Einige Daten zur Bevölkerungsentwicklung

Wie in den meisten Industrieländern ist auch bei uns die Lebenserwartung im letzten Jahrhundert um mehr als 30 Jahre gestiegen. Noch nie in der Geschichte der Menschheit sind Menschen im Durchschnitt bei so guter Gesundheit so alt geworden, wie dies heute in den wohlhabenden Ländern  möglich ist. Im Schnitt zehn gesunde Lebensjahre haben wir dazu gewonnen. Und der Trend hält an. Heute beträgt das Durchschnittsalter in Deutschland. 42 Jahre, im Jahr 2050 dürfte es bei 50 Jahren liegen. Fast 40 Prozent  werden dann 60 und älter sein, und die Zahl der über 80-jährigen wird sich verdreifacht haben- von knapp vier auf zehn Millionen. Zugleich allerdings nimmt der Anteil der unter 20-jährigen ab. Er betrug 1998 noch 21,6% und sinkt bis 2050 auf Werte zwischen 15. und 18 Prozent. Grund dafür ist die niedrige Geburtenrate, die in Deutschland bei 1,4 Kindern pro Frau liegt. Manche sprechen inzwischen von einer Reproduktionskrise oder von einer Bevölkerungsimplosion. Die Bevölkerung wird bis 2050 auf 70 Millionen schrumpfen, ohne Zuwanderung erheblich mehr. Die deutsche Bevölkerung wird älter und schrumpft

Deutschland als Hochlohnland mit hohem Wissenskapital und einer ältere werdenden Bevölkerung tritt in Konkurrenz mit Ländern, die zur Zeit noch sehr junge Bevölkerungen haben und stark in ihr Humanvermögen investieren – von der arabischen Welt bis nach Ostasien. Der Soziologe Franz Xaver Kaufmann hat in diesem Zusammenhang von einer erheblichen Investitionslücke ins Humankapital gesprochen. Kein Wunder, dass Vereinbarkeit von Beruf und Familie, die Startchancen der jungen Generation und Bildungsgerechtigkeit aber auch die Fragen der Generationengerechtigkeit von der Rente bis 67 bis zur Pflegeversicherung  zu Schlüsselthemen geworden sind.

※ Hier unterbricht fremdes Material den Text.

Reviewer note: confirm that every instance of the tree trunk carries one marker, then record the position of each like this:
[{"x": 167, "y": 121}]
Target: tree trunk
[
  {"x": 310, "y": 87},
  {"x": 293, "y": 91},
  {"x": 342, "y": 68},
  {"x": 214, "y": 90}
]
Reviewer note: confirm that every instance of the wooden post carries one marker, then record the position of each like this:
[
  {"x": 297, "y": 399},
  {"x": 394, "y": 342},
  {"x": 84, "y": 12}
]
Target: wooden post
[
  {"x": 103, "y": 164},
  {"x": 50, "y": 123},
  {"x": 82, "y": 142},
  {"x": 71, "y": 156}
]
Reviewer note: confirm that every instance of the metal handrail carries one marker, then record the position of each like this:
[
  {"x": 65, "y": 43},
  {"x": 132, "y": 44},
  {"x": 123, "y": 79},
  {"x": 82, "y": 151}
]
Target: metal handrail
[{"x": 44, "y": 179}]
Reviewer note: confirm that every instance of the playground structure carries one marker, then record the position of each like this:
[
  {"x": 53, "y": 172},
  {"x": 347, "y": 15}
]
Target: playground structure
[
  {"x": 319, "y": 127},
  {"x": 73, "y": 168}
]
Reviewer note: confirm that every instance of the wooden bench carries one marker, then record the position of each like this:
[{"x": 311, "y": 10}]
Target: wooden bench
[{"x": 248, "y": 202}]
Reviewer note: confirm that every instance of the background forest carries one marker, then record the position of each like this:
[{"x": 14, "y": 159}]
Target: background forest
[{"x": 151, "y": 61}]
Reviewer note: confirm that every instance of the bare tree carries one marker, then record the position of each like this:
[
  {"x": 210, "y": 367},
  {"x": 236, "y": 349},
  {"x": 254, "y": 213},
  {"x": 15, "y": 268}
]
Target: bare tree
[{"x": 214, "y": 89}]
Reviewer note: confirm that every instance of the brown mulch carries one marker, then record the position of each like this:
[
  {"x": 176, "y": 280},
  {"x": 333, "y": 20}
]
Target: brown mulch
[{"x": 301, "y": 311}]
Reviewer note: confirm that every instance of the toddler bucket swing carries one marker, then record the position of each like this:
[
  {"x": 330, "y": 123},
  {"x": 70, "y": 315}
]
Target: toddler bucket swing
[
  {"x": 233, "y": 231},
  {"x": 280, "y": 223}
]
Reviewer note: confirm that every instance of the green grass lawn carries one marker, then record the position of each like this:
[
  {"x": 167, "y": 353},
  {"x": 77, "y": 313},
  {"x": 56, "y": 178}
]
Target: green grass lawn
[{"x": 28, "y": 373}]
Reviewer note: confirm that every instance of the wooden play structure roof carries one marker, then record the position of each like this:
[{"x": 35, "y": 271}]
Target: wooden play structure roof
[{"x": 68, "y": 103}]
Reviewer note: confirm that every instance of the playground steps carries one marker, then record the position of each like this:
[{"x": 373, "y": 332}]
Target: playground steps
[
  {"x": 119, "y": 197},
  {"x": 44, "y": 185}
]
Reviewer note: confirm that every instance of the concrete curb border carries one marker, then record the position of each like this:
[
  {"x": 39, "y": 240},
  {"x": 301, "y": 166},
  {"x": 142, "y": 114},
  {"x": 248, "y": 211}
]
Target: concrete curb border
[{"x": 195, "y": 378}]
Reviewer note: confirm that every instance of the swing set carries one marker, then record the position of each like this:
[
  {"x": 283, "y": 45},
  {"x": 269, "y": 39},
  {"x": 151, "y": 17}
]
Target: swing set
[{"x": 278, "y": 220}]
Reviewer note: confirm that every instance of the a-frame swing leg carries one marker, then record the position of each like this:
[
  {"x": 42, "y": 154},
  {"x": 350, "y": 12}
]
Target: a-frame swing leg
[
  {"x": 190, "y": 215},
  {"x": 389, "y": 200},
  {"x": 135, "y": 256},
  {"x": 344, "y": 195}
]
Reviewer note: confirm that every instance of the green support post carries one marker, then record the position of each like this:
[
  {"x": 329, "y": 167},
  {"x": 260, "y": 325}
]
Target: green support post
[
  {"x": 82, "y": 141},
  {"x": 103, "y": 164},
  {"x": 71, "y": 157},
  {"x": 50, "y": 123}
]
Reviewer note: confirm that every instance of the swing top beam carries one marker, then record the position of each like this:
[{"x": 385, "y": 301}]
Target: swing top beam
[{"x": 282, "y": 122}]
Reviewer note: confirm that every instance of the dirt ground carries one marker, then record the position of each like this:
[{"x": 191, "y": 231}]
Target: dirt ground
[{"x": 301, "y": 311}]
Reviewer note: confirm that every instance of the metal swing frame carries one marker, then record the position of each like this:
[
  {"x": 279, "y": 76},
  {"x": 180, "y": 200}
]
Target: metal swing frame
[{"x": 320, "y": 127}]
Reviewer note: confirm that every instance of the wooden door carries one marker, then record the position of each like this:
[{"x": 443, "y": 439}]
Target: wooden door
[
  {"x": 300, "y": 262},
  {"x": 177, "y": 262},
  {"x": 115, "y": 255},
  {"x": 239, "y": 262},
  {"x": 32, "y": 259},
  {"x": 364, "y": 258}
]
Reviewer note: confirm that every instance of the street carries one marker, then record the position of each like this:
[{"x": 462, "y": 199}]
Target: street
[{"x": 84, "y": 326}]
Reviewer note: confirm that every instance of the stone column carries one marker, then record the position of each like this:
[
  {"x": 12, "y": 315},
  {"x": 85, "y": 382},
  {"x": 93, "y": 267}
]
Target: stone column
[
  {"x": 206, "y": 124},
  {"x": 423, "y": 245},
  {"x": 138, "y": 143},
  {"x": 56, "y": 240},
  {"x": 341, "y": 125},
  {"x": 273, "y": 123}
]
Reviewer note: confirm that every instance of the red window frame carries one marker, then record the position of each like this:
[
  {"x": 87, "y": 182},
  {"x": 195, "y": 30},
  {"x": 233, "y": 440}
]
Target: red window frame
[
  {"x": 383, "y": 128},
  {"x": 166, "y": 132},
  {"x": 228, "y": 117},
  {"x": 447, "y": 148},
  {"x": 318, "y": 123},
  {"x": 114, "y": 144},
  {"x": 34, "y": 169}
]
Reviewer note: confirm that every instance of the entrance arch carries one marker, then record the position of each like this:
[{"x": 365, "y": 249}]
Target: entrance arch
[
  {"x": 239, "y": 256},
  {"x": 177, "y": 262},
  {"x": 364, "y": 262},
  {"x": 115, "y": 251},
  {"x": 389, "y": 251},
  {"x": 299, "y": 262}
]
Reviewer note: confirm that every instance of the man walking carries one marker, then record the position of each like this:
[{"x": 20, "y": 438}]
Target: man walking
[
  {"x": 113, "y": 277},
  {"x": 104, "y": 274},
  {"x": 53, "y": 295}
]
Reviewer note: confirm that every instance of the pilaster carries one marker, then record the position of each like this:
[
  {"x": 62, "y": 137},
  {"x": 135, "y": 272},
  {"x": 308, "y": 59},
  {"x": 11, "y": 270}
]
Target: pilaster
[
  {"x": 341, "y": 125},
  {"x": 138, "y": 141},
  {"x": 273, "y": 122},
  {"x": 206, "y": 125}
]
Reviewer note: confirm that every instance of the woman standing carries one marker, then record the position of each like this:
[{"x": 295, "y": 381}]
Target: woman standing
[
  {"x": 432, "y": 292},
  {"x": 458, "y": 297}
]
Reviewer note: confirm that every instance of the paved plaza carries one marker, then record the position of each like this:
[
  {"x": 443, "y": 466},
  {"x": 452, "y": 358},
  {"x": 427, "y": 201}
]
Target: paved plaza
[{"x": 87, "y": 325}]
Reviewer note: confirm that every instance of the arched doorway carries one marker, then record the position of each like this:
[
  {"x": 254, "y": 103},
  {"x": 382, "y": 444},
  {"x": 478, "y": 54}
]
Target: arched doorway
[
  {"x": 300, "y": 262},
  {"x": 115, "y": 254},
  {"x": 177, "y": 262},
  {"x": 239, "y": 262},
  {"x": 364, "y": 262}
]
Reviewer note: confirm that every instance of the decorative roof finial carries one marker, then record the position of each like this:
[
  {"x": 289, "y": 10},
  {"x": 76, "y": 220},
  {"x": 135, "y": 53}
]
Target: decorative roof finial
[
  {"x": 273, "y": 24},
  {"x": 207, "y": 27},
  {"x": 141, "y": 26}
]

Trotzdem darf das Thema alternde Gesellschaft nicht vor allem unter dem Gesichtspunkt der Belastung gesehen werden. Andreas Kruse, der Vorsitzende der Kommission für den Altenbericht der Bundesregierung, erinnert immer wieder daran,  dass ältere Menschen mit ihren ideellen, mit ihren zeitlichen, vielfach auch mit ihren materiellen Ressourcen einen großen Beitrag zur Unterstützung der jüngeren Generationen leisten. Die Bereitschaft, etwas für Kinder und Enkel zu tun, ist ungebrochen. .Jährlich 3, 5 Milliarden Arbeitsstunden investieren die 60 – 85 –jährigen für die Hilfe in der Familie und die Betreuung der Enkel. Und 30 Prozent der Eltern lassen ihren erwachsenen Kindern regelmäßig Geld zukommen- demgegenüber bekommen nur 3 Prozent der Alten Geld von den Kindern.[5]

Wenn öffentlich immer nur  über Rentenformeln, Rentenalter und die Zukunft der Sicherungssysteme gesprochen wird – also über das, was Ältere „kosten“ –  nicht aber über das , was Älter geben können, dann verschärfen wir gesellschaftliche Konflikte, dann reden wir den Krieg der Generationen erst herbei.

 

Arbeit in einer älter werdenden Bevölkerung

Regelmäßig wird uns vorgerechnet, dass immer weniger aktive Arbeitnehmer müssen immer mehr Rentner „finanzieren“, wird uns regelmäßig vorgerechnet. Deswegen gibt es nicht nur in Deutschland heftige Debatten über das Renteneintrittsalter. Von Horst Seehofer bis zu den Gewerkschaften und der SPD haben zu Beginn des Jahres wieder verschiedene Akteure Protest gegen die Rente mit 67 eingelegt mit dem Argument, dass kaum jemand diese Altersgrenze faktisch erreicht, sodass es sich  im Ergebnis um eine Rentenkürzung handele. Das stimmt, zugleich aber frage ich mich, ob die Vorstellungen von Arbeit und vom Alter, die dahinter stehen, nicht überholt sind. Wer wahrnimmt, wie viele Ältere es auch genießen, weiterhin in Aufgaben eingebunden zu sein, muss sich fragen, wie unsere Arbeitswelt besser auf die unterschiedlichen Lebensabschnitte reagieren kann, statt Menschen weiterhin in starre Konzepte von Zeitstrukturen und Lebensaltern zu zwingen.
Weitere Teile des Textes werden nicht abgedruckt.